Texas Health Presbyterian's lapses of diagnosis and infection control are of a piece with this larger, deadly context. The hospital's initial misdiagnosis (which led to its sending Thomas Duncan home when he appeared in the emergency room with Ebola symptoms) was, as an online piece in the prestigious journal Health Affairs pointed out, the likely product of a breakdown in its electronic medical record system.

As has been widely reported, Duncan told a triage nurse he'd just arrived from Liberia. But the hospital's record system didn't communicate this vital information to Duncan's ER doctors, who thus understandably saw his symptoms as insufficient to merit admission, let alone isolation with the CDC's recommended precautions against Ebola contagion.

It's unclear whether the medical records software siloed this information to nursing staff only, whether the software didn't adequately spotlight it for ER doctors, or whether the doctors failed to pay heed. What is clear is that these possibilities represent common breakdowns -- breakdowns that cause avoidable death and suffering nationwide.

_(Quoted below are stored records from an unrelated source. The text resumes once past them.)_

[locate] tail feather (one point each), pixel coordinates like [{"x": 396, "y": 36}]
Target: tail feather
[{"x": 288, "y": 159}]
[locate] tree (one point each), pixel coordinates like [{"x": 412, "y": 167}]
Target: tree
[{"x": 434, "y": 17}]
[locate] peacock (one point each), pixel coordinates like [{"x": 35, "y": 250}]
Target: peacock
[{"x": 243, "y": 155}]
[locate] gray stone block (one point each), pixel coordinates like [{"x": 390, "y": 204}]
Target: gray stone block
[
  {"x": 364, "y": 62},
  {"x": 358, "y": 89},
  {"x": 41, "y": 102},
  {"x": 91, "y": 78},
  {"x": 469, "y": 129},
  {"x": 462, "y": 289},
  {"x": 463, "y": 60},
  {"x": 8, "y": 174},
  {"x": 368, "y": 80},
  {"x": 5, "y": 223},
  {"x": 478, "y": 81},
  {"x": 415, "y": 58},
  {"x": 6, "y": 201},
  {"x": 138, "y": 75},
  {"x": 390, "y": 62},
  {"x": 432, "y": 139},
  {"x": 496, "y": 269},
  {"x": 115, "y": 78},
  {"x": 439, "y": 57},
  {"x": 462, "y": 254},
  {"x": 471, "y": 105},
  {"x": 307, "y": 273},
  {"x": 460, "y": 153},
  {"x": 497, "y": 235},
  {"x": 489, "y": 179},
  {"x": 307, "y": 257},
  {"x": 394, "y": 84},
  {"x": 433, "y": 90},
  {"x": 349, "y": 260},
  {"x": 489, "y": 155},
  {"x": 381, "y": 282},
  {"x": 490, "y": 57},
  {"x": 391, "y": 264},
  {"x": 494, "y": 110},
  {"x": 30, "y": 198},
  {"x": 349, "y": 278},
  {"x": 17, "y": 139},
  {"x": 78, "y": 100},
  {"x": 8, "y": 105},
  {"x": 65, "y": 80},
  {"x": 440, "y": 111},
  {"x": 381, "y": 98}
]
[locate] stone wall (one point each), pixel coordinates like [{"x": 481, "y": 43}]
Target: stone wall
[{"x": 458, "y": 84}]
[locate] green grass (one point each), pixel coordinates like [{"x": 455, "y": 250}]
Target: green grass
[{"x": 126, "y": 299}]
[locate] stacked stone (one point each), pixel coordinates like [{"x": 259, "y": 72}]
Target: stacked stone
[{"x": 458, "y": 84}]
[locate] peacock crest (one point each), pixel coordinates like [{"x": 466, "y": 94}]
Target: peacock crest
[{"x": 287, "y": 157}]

Government can't command an end to such breakdowns. But the Affordable Care Act is laden with incentives for doctors and hospitals to avoid them. Financial penalties for too-frequent hospital readmissions, rewards for physicians who exceed clinical-quality benchmarks, tools to enable patients to compare health care providers' rates of error, and subsidies for less mistake-prone medical record systems are among the ACA's approaches to reducing deadly lapses in clinical performance.

These steps are a start, but more is needed. There's been a revolution in best clinical-safety practice over the past 15 years. To-do lists for risky procedures, redesign of administrative arrangements to better coordinate care, use of smart software to offer suggestions (and warnings of possible error), and elimination of perverse incentives are among the approaches that have become state-of-the-art, yet are nowhere near to becoming standard.

The Congressional campaign's focus on a few Ebola cases while other clinical lapses killed thousands is a case study in democracy's potential for dysfunction. But for a few months, at least, electoral politics are on break. The President and Congress should seize this moment to tackle the larger challenge of lifting medical care to state-of-the-art safety levels nationwide.